En 1991, l'équipe montrait que le profil des protéines Tau pathologiques peut-être différent dans d'autres maladies neurodégénératives. Le premier exemple provient de la paralysie supranucléaire progressive (PSP), qui est une maladie caractérisée par une dégénérescence neurofibrillaire qui touche d'abord les noyaux sous-corticaux puis le cortex, et qui provoque une démence. Quelle que soit la région étudiée, l'équipe a montré que l'on trouvait un doublet de protéines Tau pathologiques (Tau 64 et 69). La signature biochimique des protéines Tau pathologiques dans la PSP est donc différente.
Le deuxième exemple provient des démences fronto-temporales. la première pathologie de ce groupe est la maladie de Pick où l'on observe une atrophie considérable du cortex frontal et la présence de lésions caractéristiques : les corps de Pick. Le Professeur DELACOURTE a pu montrer récemment que ces lésions sont constituées d'un doublet de protéines Tau pathologiques 55 et 64. Il s'agit donc d'un troisième type de profil. L'autre pathologie rattachée aux démences fronto-temporales est la dégénérescence du lobe frontal. Il s'agit d'une pathologie de caractérisation récente, bien que cette maladie soit assez fréquente, puisqu'il s'agit de la deuxième pathologie neurodégénérative, après la maladie d'Alzheimer. Pour cette maladie qui ne possède pas de lésions caractéristiques, les travaux ont montré qu'il y avait des protéines Tau pathologiques particulières. Ainsi, la présence de lésions moléculaires spécifiques a été mise en évidence.
Mr DELACOURTE et son équipe ont continué la caractérisation des maladies neurodégénératives, et sont maintenant capables de reconnaître sept types différents de processus dégénératifs.
Mr DELACOURTE nous confiait : "Cette étude qui a véritablement démarré en 1989, est le fruit du travail de plusieurs membres de l'équipe (photo1) -Annick Wattez et les Docteurs Stéphane Flament, Patrick Vermersch, Luc Buée, Valérie Buée-Scherrer, Messieurs Nicolas Sergeant et Thierry Bussière-, et de nombreuses collaborations -Dr Chantal Mourton du CNRS-UMR 9921 ; Pr P. Hof du Mount Sinai Hospital de New-York, Pr Yves Robitaille du Projet IMAGE de Montréal ; AP-HP et les services de Neurologie de Lille, Caen et Strasbourg).

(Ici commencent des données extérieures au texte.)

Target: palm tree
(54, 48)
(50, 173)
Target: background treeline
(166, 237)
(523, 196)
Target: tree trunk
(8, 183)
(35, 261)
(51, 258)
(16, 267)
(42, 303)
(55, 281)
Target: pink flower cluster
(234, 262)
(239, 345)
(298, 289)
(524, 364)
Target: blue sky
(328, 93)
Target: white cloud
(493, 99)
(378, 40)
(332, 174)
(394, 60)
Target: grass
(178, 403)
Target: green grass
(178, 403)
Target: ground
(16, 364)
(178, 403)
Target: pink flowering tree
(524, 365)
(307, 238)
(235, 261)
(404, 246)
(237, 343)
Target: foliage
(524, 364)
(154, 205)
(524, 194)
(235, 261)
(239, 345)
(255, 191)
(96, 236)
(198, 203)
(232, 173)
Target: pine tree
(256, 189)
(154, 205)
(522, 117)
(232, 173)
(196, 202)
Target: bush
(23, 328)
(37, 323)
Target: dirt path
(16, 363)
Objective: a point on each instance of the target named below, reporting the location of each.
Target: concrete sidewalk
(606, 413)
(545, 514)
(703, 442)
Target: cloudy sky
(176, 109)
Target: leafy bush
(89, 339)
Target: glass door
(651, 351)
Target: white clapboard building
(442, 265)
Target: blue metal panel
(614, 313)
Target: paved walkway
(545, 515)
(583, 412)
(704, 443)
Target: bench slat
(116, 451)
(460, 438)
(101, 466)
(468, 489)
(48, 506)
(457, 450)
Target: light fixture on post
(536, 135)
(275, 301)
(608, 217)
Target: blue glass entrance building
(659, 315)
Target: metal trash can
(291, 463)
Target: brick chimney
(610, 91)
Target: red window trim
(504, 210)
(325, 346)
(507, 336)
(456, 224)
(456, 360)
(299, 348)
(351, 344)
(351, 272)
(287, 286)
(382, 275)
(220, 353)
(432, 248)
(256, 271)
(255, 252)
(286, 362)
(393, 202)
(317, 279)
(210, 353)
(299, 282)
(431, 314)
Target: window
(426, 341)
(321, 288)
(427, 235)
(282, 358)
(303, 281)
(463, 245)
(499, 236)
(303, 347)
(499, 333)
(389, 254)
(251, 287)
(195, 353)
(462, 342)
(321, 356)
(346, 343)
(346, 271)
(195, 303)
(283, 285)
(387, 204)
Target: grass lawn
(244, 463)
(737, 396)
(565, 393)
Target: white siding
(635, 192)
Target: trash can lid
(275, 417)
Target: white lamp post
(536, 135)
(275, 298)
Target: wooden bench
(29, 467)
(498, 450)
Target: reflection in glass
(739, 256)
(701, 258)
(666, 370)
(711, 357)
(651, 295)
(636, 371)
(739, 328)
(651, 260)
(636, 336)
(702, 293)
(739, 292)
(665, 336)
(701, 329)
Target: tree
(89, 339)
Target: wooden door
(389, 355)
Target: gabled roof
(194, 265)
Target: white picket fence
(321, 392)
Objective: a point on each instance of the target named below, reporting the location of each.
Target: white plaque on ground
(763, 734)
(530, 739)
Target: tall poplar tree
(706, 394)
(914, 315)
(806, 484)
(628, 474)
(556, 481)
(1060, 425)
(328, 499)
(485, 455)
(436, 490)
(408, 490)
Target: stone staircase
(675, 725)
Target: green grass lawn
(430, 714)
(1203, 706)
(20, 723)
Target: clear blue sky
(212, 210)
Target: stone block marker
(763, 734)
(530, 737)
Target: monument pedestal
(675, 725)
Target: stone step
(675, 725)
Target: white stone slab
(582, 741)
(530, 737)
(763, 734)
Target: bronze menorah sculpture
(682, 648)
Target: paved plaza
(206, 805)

De l'ensemble de notre étude, nous remarquons que les protéines Tau pathologiques présentes dans le cortex cérébral sont toujours associées à un déclin cognitif sévère, quels que soient la pathologie et le profil des protéines (triplet ou doublet). Il s'agit donc d'un marqueur biochimique étroitement associé aux signes cliniques.
Nos perspectives sont d'élargir notre étude à un plus grand nombre de patients et à un plus grand nombre de maladies neurodégénératives. Les retombées de nos travaux devraient se manifester au niveau de la compréhension des mécanismes moléculaires de la dégénérescence et de l'élaboration de modèles expérimentaux des différents types de dégénérescence neurofibrillaire. Le projet qui nous tient le plus à coeur est d'élaborer des sondes immunologiques spécifiques de chaque sous-groupe de protéines Tau pathologiques. Nous espérons ainsi pouvoir élaborer un test diagnostique de la maladie d'Alzheimer qui soit précoce (au tout début des signes cliniques) et périphérique (à faire à partir du sang ou du liquide céphalo-rachidien)."